When to Use an External Sample Clock on High Speed Digitizer

Updated Dec 1, 2023

Reported In


  • PXI Oscilloscope

Issue Details

Typically, a high-speed digitizer uses an internal sample clock to determine the rate to acquire data.

Are there occasions when it would be better to use an external clock source?



When considering whether to use an external clock, first note that the internal time clock of NI high-speed digitizers depends upon the model (either 100MHz or 200MHz). Additionally, any external clock used should still not exceed the maximum sampling rate specified for your high-speed digitizer.

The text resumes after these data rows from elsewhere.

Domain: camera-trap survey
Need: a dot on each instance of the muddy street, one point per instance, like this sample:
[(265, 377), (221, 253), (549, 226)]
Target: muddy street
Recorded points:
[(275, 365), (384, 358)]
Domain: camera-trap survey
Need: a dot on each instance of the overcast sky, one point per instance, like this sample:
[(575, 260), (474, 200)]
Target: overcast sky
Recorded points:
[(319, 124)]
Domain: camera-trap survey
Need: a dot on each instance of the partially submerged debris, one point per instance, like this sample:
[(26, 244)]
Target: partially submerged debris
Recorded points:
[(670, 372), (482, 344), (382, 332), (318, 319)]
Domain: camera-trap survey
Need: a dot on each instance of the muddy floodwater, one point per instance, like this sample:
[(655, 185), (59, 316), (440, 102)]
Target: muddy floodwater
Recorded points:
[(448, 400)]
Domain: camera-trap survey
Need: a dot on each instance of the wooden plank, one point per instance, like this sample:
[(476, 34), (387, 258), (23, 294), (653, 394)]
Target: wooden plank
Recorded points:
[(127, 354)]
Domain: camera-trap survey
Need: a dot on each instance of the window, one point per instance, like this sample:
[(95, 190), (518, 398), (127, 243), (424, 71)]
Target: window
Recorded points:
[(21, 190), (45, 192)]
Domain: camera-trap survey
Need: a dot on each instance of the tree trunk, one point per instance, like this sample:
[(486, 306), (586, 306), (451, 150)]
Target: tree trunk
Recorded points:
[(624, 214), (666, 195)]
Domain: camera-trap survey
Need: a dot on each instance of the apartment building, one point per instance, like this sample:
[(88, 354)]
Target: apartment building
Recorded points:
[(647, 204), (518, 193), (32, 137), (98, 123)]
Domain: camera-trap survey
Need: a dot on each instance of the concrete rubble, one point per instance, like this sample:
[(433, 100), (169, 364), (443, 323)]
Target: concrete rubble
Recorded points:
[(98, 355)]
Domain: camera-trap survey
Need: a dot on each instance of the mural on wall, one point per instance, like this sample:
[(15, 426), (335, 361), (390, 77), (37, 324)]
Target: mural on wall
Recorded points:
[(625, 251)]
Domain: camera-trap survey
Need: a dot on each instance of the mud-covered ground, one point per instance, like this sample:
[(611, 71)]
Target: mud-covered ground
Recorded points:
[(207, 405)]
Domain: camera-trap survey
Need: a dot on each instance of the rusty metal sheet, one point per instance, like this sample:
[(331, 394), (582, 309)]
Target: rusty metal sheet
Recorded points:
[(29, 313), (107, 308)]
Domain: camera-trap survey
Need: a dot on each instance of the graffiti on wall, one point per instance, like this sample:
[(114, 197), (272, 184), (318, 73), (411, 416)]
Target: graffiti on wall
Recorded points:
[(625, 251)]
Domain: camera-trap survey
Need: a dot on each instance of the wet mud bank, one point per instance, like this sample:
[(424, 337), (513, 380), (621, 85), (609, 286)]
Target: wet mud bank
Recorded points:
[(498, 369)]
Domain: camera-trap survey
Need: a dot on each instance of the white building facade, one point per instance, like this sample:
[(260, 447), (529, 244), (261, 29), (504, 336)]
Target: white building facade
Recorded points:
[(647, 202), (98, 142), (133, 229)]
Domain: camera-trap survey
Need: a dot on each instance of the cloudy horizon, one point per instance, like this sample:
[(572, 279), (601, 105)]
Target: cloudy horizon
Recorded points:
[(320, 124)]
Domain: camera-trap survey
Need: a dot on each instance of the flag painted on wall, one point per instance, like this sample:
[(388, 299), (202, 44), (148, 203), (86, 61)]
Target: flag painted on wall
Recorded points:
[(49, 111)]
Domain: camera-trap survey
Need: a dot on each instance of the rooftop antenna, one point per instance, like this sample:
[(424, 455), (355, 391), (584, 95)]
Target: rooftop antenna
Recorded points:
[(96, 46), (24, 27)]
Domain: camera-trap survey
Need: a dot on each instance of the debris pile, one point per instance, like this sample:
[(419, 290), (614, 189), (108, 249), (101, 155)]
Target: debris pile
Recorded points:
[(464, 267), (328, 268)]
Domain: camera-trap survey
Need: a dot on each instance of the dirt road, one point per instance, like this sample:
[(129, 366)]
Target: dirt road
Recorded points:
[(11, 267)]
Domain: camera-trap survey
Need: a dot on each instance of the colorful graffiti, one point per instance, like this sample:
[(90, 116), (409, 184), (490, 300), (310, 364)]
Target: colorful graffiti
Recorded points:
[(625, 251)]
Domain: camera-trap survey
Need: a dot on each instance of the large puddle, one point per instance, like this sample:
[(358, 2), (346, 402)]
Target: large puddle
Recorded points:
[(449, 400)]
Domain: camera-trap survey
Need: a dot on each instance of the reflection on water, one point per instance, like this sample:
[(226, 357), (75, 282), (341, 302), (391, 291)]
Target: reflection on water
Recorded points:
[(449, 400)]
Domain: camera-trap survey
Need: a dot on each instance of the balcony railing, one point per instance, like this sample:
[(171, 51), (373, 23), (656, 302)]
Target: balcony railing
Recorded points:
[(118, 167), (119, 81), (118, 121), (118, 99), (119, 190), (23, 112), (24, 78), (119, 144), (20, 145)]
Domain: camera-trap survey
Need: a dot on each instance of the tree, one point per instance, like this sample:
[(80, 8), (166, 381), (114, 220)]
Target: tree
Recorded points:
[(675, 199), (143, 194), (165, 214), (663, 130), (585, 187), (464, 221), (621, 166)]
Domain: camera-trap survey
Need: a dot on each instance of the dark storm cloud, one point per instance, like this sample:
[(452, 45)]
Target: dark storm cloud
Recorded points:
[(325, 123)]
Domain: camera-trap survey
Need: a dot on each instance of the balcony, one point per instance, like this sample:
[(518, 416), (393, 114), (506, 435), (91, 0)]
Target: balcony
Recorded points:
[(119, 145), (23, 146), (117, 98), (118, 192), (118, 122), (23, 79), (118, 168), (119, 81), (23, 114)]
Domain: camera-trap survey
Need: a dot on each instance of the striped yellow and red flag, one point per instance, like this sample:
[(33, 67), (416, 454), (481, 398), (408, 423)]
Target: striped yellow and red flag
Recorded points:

Note: Not all high-speed digitizers support external sample clocks. Refer to the specifications document for your device.

Below are three occasions when you might want to use an External Sample Clock.
  1. Capturing Data at the Rate of Incoming Signals

You may want to use an external sample clock if you are sampling a signal where a non-divide-by-N sampling frequency is necessary. Typically, you will configure your system so that the incoming signal that you want to sample is accompanied by a TTL pulse train, which acts as your external sample clock. Each pulse of this signal is used to sample data for all channels simultaneously.

  1. Synchronizing With Other Devices

External clocking provides a method to synchronize your high-speed digitizer to other devices in a measurement system by distributing a common clock to multiple devices. Additionally, an external clock can provide a consistent timebase between multiple PXI chassis.

  1. Using a More Accurate Clock

Applications that require an extremely accurate timebase will benefit from the use of rubidium or oven-controlled crystal oscillator (OCXO)-based frequency sources. The accuracy of these devices can be better than ±100 parts per billion (ppb). For example, an OCXO source with ±100 ppb accuracy yields a 10 MHz clock with ±1 Hz uncertainty. The PXI Synchronization Module is ideal for such applications. It has high-accuracy OCXO or TCXO clocking options that the module can drive onto the PXI 10 MHz Reference Clock lines instead of the PXI backplane clock. Thus, all instruments with VCXOs locked to the 10 MHz clock signal inherit the accuracy.